Plutôt que de frissonner, en opposant les neurones à l’inconscient, mieux vaut lire le texte de Freud. On y découvrira qu’en visitant la cathédrale d’Orvieto, après avoir oublié le nom de Signorelli, il avait su réinventer l’art du voyage romantique en Italie : quel plaisir pour le lecteur d’aujourd’hui !

– Aux éditions du Seuil :

L’Interprétation du rêve
, traduit, annoté et présenté par Jean-Pierre Lefebvre, 696 p., 25 €

Totem et tabou, traduit par Dominique Tassel, présenté par Clotilde Leguil,  » Points « , 302 p., 7 € ;

Le Malaise dans la civilisation
, traduit par Bernard Lortholary, présenté par Clotilde Leguil,  » Points « , 176 p., 6,30 €.

– Chez Garnier-Flammarion :

Le Malaise dans la culture
, traduit par Dorian Astor, présentation, dossier et notes de Pierre Pellegrin, 216 p., 4,80 €, en librairie le 20 janvier.

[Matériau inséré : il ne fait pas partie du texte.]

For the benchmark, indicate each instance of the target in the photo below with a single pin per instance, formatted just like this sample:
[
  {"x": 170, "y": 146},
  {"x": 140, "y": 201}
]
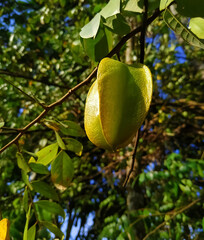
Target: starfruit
[{"x": 117, "y": 103}]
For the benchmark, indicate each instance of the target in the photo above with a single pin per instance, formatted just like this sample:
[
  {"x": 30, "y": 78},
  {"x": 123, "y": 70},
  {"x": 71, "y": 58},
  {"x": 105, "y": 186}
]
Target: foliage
[{"x": 52, "y": 178}]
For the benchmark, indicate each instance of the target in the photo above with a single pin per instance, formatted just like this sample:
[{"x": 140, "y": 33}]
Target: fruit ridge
[{"x": 117, "y": 103}]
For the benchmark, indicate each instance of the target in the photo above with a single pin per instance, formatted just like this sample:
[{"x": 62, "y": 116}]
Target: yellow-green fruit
[{"x": 117, "y": 103}]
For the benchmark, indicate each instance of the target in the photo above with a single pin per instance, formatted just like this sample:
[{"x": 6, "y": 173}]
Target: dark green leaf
[
  {"x": 45, "y": 189},
  {"x": 71, "y": 128},
  {"x": 132, "y": 6},
  {"x": 164, "y": 4},
  {"x": 31, "y": 232},
  {"x": 62, "y": 170},
  {"x": 51, "y": 207},
  {"x": 39, "y": 168},
  {"x": 25, "y": 233},
  {"x": 117, "y": 24},
  {"x": 196, "y": 25},
  {"x": 22, "y": 163},
  {"x": 53, "y": 228},
  {"x": 46, "y": 155},
  {"x": 90, "y": 29},
  {"x": 25, "y": 199},
  {"x": 112, "y": 8},
  {"x": 26, "y": 179},
  {"x": 181, "y": 30},
  {"x": 60, "y": 141},
  {"x": 190, "y": 8},
  {"x": 99, "y": 47},
  {"x": 73, "y": 145},
  {"x": 1, "y": 123}
]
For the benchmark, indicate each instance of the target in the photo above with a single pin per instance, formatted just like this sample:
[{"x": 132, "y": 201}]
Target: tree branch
[
  {"x": 133, "y": 158},
  {"x": 174, "y": 214},
  {"x": 85, "y": 82},
  {"x": 19, "y": 75},
  {"x": 142, "y": 53},
  {"x": 143, "y": 32}
]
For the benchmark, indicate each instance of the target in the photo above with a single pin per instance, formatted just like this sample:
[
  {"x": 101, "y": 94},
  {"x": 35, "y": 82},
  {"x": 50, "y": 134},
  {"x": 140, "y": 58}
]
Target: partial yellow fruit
[
  {"x": 117, "y": 103},
  {"x": 4, "y": 229}
]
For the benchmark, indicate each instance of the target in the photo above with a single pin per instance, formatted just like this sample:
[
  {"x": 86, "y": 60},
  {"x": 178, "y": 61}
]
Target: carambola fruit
[{"x": 117, "y": 103}]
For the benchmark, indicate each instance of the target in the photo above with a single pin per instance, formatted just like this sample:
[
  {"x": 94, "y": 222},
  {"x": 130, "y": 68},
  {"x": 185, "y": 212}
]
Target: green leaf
[
  {"x": 203, "y": 223},
  {"x": 26, "y": 179},
  {"x": 25, "y": 199},
  {"x": 73, "y": 145},
  {"x": 53, "y": 228},
  {"x": 90, "y": 29},
  {"x": 31, "y": 232},
  {"x": 51, "y": 207},
  {"x": 112, "y": 8},
  {"x": 1, "y": 123},
  {"x": 60, "y": 141},
  {"x": 46, "y": 155},
  {"x": 22, "y": 164},
  {"x": 62, "y": 170},
  {"x": 99, "y": 47},
  {"x": 45, "y": 189},
  {"x": 197, "y": 27},
  {"x": 132, "y": 6},
  {"x": 181, "y": 30},
  {"x": 164, "y": 4},
  {"x": 117, "y": 24},
  {"x": 43, "y": 215},
  {"x": 71, "y": 128},
  {"x": 184, "y": 189},
  {"x": 63, "y": 3},
  {"x": 39, "y": 168},
  {"x": 25, "y": 233},
  {"x": 190, "y": 8}
]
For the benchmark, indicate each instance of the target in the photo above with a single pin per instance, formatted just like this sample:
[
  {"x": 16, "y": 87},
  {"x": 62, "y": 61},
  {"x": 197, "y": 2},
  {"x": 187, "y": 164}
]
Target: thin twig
[
  {"x": 176, "y": 213},
  {"x": 142, "y": 53},
  {"x": 86, "y": 81},
  {"x": 19, "y": 75},
  {"x": 143, "y": 32},
  {"x": 32, "y": 99},
  {"x": 133, "y": 158}
]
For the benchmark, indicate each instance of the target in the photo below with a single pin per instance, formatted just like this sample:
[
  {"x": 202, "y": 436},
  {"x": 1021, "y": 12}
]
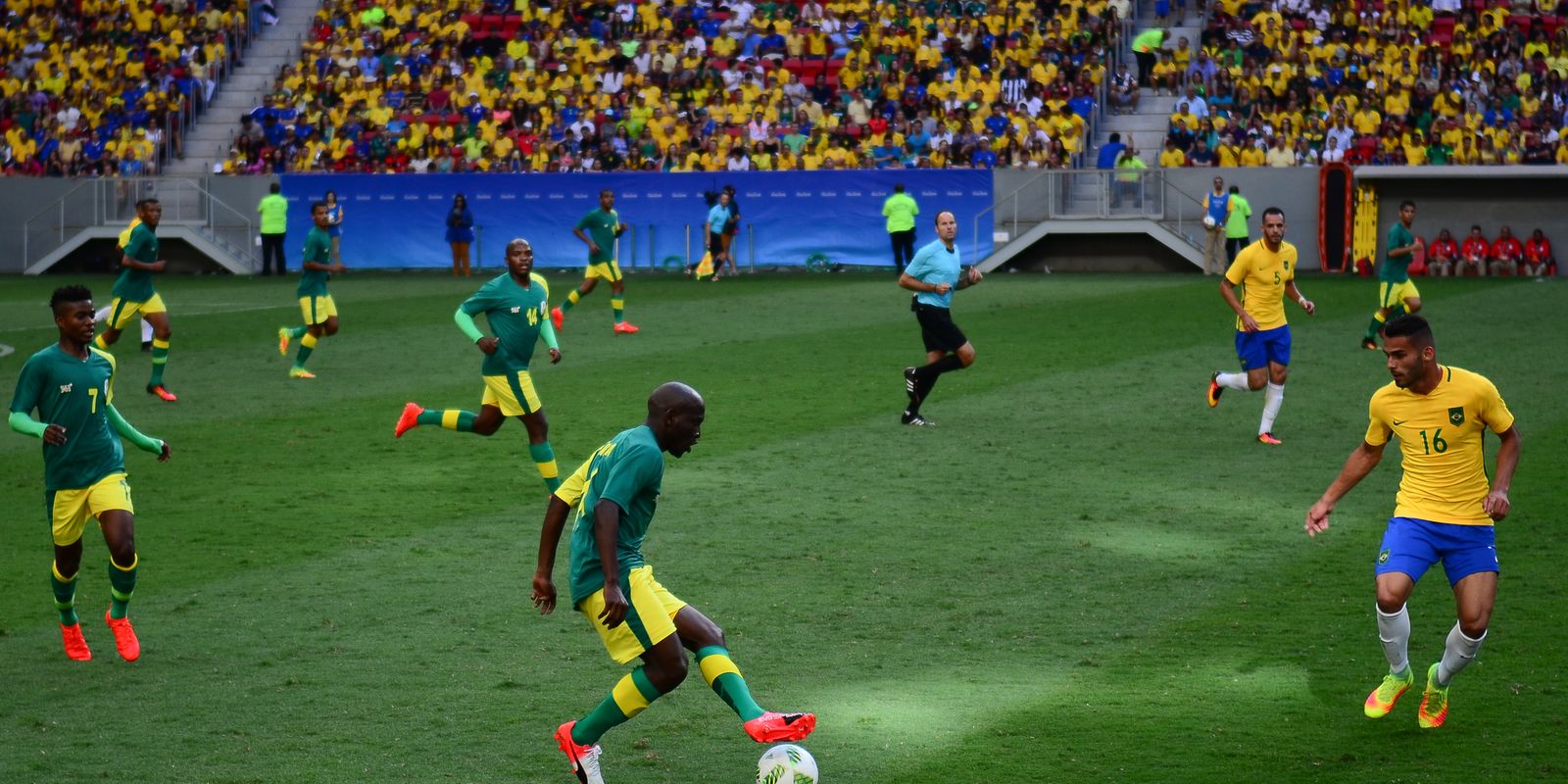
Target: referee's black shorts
[{"x": 938, "y": 328}]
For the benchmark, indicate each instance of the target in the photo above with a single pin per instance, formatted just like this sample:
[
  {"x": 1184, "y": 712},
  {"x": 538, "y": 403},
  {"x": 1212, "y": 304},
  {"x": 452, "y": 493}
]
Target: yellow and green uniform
[
  {"x": 1440, "y": 438},
  {"x": 1393, "y": 279},
  {"x": 135, "y": 297},
  {"x": 627, "y": 470},
  {"x": 1261, "y": 274},
  {"x": 83, "y": 477},
  {"x": 601, "y": 226},
  {"x": 519, "y": 316}
]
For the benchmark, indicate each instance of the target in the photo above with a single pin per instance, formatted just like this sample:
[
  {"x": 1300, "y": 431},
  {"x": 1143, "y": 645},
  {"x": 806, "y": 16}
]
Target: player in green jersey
[
  {"x": 1397, "y": 294},
  {"x": 612, "y": 501},
  {"x": 73, "y": 388},
  {"x": 603, "y": 226},
  {"x": 316, "y": 305},
  {"x": 133, "y": 294},
  {"x": 516, "y": 306}
]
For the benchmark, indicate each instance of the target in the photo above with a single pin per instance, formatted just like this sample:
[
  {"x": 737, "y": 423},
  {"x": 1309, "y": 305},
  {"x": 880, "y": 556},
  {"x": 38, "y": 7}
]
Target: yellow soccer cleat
[
  {"x": 1434, "y": 703},
  {"x": 1382, "y": 698}
]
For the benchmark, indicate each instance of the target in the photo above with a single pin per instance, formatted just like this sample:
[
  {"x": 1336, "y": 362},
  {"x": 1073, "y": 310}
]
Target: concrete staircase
[{"x": 208, "y": 141}]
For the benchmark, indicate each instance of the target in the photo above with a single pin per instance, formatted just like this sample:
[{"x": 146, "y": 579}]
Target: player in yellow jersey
[
  {"x": 1264, "y": 271},
  {"x": 1445, "y": 509}
]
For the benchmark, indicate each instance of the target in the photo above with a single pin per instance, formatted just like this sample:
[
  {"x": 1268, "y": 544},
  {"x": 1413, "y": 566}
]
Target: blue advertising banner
[{"x": 399, "y": 221}]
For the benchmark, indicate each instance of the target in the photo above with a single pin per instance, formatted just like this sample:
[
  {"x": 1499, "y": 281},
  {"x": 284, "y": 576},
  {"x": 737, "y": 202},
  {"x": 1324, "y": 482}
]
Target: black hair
[
  {"x": 70, "y": 294},
  {"x": 1411, "y": 326}
]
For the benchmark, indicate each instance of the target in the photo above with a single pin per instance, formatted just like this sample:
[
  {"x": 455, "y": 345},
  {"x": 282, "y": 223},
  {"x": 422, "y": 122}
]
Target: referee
[{"x": 933, "y": 274}]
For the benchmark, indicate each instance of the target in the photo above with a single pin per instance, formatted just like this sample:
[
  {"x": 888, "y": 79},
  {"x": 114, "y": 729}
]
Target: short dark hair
[
  {"x": 1411, "y": 326},
  {"x": 70, "y": 294}
]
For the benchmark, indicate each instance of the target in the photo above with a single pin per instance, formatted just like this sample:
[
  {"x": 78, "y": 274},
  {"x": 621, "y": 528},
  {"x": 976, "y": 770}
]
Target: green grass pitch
[{"x": 1082, "y": 574}]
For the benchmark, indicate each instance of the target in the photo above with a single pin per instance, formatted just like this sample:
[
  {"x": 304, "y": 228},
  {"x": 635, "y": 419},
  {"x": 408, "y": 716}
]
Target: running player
[
  {"x": 516, "y": 306},
  {"x": 73, "y": 388},
  {"x": 1266, "y": 271},
  {"x": 316, "y": 305},
  {"x": 1445, "y": 510},
  {"x": 612, "y": 499},
  {"x": 603, "y": 226},
  {"x": 1396, "y": 292},
  {"x": 135, "y": 298}
]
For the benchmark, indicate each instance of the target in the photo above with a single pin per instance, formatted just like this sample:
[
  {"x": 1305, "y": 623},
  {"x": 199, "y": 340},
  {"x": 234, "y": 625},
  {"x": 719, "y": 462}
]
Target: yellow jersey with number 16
[{"x": 1440, "y": 436}]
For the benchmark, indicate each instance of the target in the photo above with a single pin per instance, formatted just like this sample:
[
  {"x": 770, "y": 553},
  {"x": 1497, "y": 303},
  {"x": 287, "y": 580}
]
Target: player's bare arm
[
  {"x": 1356, "y": 467},
  {"x": 1296, "y": 294},
  {"x": 1228, "y": 292},
  {"x": 1496, "y": 502},
  {"x": 606, "y": 524}
]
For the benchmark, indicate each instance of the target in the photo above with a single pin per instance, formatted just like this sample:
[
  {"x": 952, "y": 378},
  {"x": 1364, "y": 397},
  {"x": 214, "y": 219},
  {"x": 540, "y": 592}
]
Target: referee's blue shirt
[{"x": 935, "y": 266}]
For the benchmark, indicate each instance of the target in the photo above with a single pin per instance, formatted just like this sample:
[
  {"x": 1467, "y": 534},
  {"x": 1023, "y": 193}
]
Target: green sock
[
  {"x": 161, "y": 357},
  {"x": 545, "y": 460},
  {"x": 122, "y": 584},
  {"x": 449, "y": 417},
  {"x": 65, "y": 595},
  {"x": 631, "y": 697},
  {"x": 306, "y": 345},
  {"x": 723, "y": 678}
]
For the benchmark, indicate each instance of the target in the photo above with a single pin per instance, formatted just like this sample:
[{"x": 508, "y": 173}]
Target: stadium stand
[{"x": 106, "y": 88}]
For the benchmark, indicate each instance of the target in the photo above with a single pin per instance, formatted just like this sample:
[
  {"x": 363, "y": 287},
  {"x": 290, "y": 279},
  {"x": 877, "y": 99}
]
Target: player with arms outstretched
[
  {"x": 1266, "y": 271},
  {"x": 73, "y": 388},
  {"x": 1445, "y": 510},
  {"x": 612, "y": 499},
  {"x": 516, "y": 306}
]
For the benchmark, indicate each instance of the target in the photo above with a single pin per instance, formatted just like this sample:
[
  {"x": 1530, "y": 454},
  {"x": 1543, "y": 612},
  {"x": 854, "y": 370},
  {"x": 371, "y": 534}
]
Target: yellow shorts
[
  {"x": 512, "y": 394},
  {"x": 318, "y": 310},
  {"x": 1395, "y": 294},
  {"x": 650, "y": 616},
  {"x": 124, "y": 313},
  {"x": 71, "y": 509},
  {"x": 608, "y": 270}
]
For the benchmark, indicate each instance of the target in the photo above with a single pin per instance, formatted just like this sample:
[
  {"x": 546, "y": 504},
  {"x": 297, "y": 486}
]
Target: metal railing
[{"x": 112, "y": 201}]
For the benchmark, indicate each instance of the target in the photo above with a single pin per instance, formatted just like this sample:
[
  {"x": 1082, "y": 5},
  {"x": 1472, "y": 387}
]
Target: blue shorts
[
  {"x": 1411, "y": 546},
  {"x": 1262, "y": 347}
]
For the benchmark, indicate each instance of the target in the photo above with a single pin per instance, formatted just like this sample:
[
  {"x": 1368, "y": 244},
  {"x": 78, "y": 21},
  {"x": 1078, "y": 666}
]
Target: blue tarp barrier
[{"x": 399, "y": 220}]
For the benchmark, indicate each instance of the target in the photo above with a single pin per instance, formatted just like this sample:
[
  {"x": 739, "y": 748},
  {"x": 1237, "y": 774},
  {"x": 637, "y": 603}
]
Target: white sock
[
  {"x": 1393, "y": 631},
  {"x": 1457, "y": 655},
  {"x": 1233, "y": 381},
  {"x": 1272, "y": 397}
]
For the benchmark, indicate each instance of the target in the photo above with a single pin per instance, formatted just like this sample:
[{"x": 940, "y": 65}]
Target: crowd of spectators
[
  {"x": 676, "y": 85},
  {"x": 102, "y": 86},
  {"x": 1379, "y": 82}
]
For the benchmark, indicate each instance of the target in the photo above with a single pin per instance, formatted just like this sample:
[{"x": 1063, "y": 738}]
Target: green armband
[
  {"x": 467, "y": 326},
  {"x": 548, "y": 331},
  {"x": 27, "y": 425},
  {"x": 129, "y": 433}
]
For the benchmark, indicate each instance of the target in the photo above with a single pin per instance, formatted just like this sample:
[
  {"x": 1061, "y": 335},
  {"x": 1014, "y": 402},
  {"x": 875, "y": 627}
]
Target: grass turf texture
[{"x": 1084, "y": 574}]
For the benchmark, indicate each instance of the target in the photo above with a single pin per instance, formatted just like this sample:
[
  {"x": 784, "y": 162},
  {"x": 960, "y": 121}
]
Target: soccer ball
[{"x": 786, "y": 764}]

– Dans la Petite bibliothèque Payot :

Cinq leçons sur la psychanalyse, suivi de Contribution à l’histoire du mouvement psychanalytique, traduction d’Yves Le Lay et Samuel Jankélévitch, révisée par Gisèle Harrus-Révidi, présenté par Frédérique Debout, 204 p., 6 € ;


Dora. Fragment d’une analyse d’hystérie
, traduit par Cédric Cohen-Skalli, présenté par Sylvie Pons-Nicolas, 228 p., 8 € ;

Mémoire, souvenirs, oublis, traduction d’Yves Le Lay et Samuel Jankélévitch, révisée par Gisèle Harrus-Révidi, présenté par Jean Maisondieu, 188 p, 7,50 €.